Monday, October 22, 2007

Mojitos... And drinks like them.

Originally uploaded by chipandandy

Well... as most of the US starts the chilly decline into winter, we here in South Florida are still sitting under a heat index that is over 100 degrees. I only share that to make the point that those fine summer drinks, like a Mojito, don't need to be closeted away just yet.

  • 3 - 4 Mint Leaves, plus a pretty sprig
  • 1 -2 Tablespoons of Sugar, granulated is best
  • 1 medium size Lime, quartered or smaller
  • 1.5 ounce Light Rum
  • Club soda

    Muddle lime, sugar, and mint in a heavy bottomed collins glass. Add crushed ice, rum, soda, and stir lightly. Garnish with Mint sprig and a straw.

    Some recipes call for bitters, I think a dash of Angostura is a real treat in this drink.

    Why the Mojito? Well, a couple of things......

    First, I read this hilarious post over at The Art of Drink that involves. among other drinks, the Mojito. Then, Skitiki is keeping the FOM Test Kitchens busy with a Drink of the Month, and this month she has taken our humble Ti' Punch and moved it forward in time and taste to the Mojito. I figure back-to-back Mojito references is a sign to step behind the bar for a moment....

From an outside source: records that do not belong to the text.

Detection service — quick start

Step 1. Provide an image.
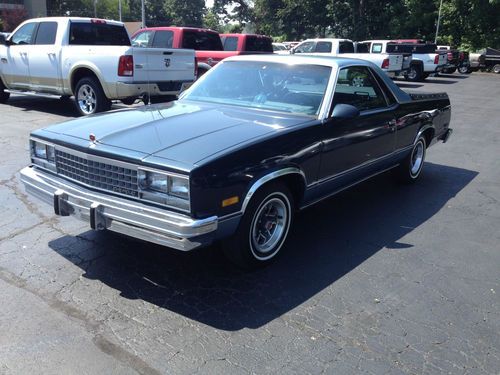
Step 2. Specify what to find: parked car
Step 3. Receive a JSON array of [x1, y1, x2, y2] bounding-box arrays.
[[0, 17, 195, 115], [21, 55, 451, 267], [382, 39, 449, 82], [132, 26, 272, 78], [220, 34, 273, 54], [354, 40, 412, 76], [291, 38, 404, 77], [479, 47, 500, 74]]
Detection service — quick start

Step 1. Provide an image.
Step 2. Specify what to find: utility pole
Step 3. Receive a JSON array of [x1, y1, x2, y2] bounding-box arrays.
[[141, 0, 146, 28], [434, 0, 443, 44]]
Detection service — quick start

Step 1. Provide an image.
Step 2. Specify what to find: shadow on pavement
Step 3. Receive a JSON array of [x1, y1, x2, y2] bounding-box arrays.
[[49, 163, 478, 331]]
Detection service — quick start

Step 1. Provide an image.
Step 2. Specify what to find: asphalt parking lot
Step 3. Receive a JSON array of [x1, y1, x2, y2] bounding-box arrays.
[[0, 73, 500, 374]]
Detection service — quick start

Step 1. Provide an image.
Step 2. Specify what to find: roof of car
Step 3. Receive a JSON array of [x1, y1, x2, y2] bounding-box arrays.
[[224, 53, 375, 67]]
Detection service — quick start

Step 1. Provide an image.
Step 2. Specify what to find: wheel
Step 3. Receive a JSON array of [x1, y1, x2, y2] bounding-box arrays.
[[394, 135, 427, 183], [405, 65, 423, 82], [120, 97, 137, 105], [75, 77, 111, 116], [222, 183, 294, 269], [0, 79, 10, 103]]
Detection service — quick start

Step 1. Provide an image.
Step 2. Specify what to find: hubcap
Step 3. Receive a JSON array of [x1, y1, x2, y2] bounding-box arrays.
[[250, 198, 289, 257], [410, 142, 425, 176], [77, 85, 97, 115]]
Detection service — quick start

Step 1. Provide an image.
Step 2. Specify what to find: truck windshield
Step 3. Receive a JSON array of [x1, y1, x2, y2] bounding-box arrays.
[[182, 30, 224, 51], [181, 61, 331, 116], [69, 22, 130, 46]]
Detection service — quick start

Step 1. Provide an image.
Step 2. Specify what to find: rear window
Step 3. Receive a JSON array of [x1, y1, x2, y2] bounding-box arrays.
[[223, 36, 238, 51], [35, 22, 57, 44], [69, 22, 130, 46], [182, 30, 224, 51], [339, 42, 354, 53], [245, 36, 273, 52]]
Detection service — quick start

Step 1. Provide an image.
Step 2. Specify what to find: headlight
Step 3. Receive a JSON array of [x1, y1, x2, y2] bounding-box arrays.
[[30, 139, 56, 170], [137, 168, 189, 211]]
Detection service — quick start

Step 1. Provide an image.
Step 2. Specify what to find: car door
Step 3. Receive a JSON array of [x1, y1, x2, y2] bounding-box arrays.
[[2, 22, 37, 89], [28, 22, 62, 93], [319, 66, 396, 188]]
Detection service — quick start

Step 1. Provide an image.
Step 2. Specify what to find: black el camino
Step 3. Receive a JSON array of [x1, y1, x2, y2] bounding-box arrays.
[[21, 55, 451, 267]]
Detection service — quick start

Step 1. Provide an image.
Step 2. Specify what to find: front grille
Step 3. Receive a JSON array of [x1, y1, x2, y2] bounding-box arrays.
[[56, 150, 139, 197]]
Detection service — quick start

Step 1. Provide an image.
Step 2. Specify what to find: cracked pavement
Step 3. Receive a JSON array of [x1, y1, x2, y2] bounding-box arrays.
[[0, 73, 500, 374]]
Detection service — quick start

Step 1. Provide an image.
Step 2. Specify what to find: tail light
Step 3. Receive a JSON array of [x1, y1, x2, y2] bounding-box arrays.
[[118, 55, 134, 77]]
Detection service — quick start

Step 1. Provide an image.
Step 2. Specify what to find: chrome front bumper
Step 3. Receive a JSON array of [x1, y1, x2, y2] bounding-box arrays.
[[21, 167, 218, 251]]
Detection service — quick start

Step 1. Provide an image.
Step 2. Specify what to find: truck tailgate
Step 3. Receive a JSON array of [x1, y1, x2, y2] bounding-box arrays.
[[132, 47, 195, 82]]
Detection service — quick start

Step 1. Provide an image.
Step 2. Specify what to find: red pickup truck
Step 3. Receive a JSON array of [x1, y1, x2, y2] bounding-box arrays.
[[131, 26, 273, 77]]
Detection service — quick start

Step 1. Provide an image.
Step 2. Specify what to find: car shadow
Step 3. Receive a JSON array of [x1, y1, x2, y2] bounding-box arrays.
[[49, 163, 478, 331], [6, 95, 134, 117]]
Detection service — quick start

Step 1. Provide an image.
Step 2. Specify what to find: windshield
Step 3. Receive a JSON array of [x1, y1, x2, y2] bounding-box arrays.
[[183, 61, 331, 116]]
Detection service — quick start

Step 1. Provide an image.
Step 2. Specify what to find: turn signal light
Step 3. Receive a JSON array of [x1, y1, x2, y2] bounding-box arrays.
[[118, 55, 134, 77]]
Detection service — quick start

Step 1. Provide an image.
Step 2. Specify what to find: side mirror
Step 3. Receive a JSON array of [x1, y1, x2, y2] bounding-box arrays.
[[332, 103, 359, 119]]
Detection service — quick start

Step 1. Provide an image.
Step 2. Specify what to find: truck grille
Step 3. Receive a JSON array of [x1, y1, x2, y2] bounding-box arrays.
[[56, 150, 139, 197]]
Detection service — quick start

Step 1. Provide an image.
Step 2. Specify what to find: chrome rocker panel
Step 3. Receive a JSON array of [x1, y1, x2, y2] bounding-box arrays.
[[20, 166, 218, 251]]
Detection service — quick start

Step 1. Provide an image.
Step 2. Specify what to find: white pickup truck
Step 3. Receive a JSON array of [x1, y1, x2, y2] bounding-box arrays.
[[358, 40, 448, 82], [291, 38, 404, 77], [0, 17, 196, 115]]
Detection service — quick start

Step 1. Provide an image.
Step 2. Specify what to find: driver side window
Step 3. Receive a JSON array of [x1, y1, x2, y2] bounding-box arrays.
[[10, 22, 36, 45], [333, 66, 387, 112]]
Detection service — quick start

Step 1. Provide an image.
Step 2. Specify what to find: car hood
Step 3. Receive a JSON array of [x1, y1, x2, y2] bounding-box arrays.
[[40, 101, 311, 165]]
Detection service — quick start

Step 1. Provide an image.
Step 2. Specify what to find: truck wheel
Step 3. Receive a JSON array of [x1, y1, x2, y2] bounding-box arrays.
[[75, 77, 111, 116], [394, 135, 427, 184], [0, 79, 10, 103], [405, 65, 423, 82], [222, 183, 294, 269]]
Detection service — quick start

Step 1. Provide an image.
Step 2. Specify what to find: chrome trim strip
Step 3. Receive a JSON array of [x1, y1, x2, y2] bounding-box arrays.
[[241, 167, 307, 217], [300, 164, 399, 210], [306, 145, 413, 189]]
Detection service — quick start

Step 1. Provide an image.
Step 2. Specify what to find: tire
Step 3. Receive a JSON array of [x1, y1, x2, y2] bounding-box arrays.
[[0, 79, 10, 103], [222, 182, 294, 269], [75, 77, 111, 116], [120, 97, 137, 105], [394, 135, 427, 184], [405, 65, 424, 82]]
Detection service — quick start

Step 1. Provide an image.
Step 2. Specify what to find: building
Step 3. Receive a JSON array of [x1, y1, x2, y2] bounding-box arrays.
[[0, 0, 47, 18]]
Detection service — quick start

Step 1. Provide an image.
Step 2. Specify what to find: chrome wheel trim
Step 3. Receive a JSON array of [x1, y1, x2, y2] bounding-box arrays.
[[249, 192, 291, 260], [76, 84, 97, 115], [351, 77, 365, 87], [410, 140, 425, 178]]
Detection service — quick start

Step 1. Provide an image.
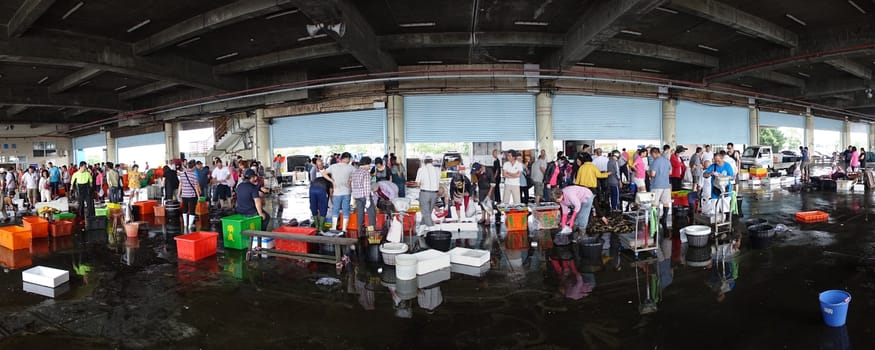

    I like Mojitos, and like many fine drinks a good Mojito is a thing of beauty and taste. Sadly, this drink is well on its way to being commercialized, if it hasn't already crossed that threshold, and that will be a shame. There is nothing more depressing than to see good drinks wind up inside of a slurpy machine (I still love you Margarita), or worse yet, seeing a whole menu devoted to all of the 'variations' (sorry Martini). But, with your help maybe we can save this one.....

    How do you make a good Mojito? Simple. Find some good looking mint, the best smelling lime you can find in your markets, and a good Light Rum. Like any other drink, quality counts so get the best you can find, or at least the best you can afford. Now, as to the rum, my friend Scottes recommends Ron Matusalem Platino. I tried the last batch with Oronoco (thanks Helz!) and I was very pleased. I don't recommend Bacardi, unless that is the only light rum you happen to have on your bar, because it is a boring rum with absolutely no character or body.

    I can't offer any kind of secret to the mint beyond fresh, or any tips for muddling the drink, or some super-secret formulation for the club soda. I can offer you a drink that will help you hold on to what ever is left of summer in your area, even if you have to stand over a heating grate to be able to wear your shorts.

    Go, get mixing.

    Yes, I know my picture is really a Caprihnia, but I was digging in the back of the bar and got distracted... The camera battery didn't make it to round two.

  • 1 comment:

    craig said...

    I've taken to producing a paste of mint and sugar lately by spending time and elbow grease mashing the hell out of it (as learned from Alton Brown's Julep technique). I have to admit, I did this as a lazy maneuver to avoid mint in my teeth or straw rather than for any flavor reason.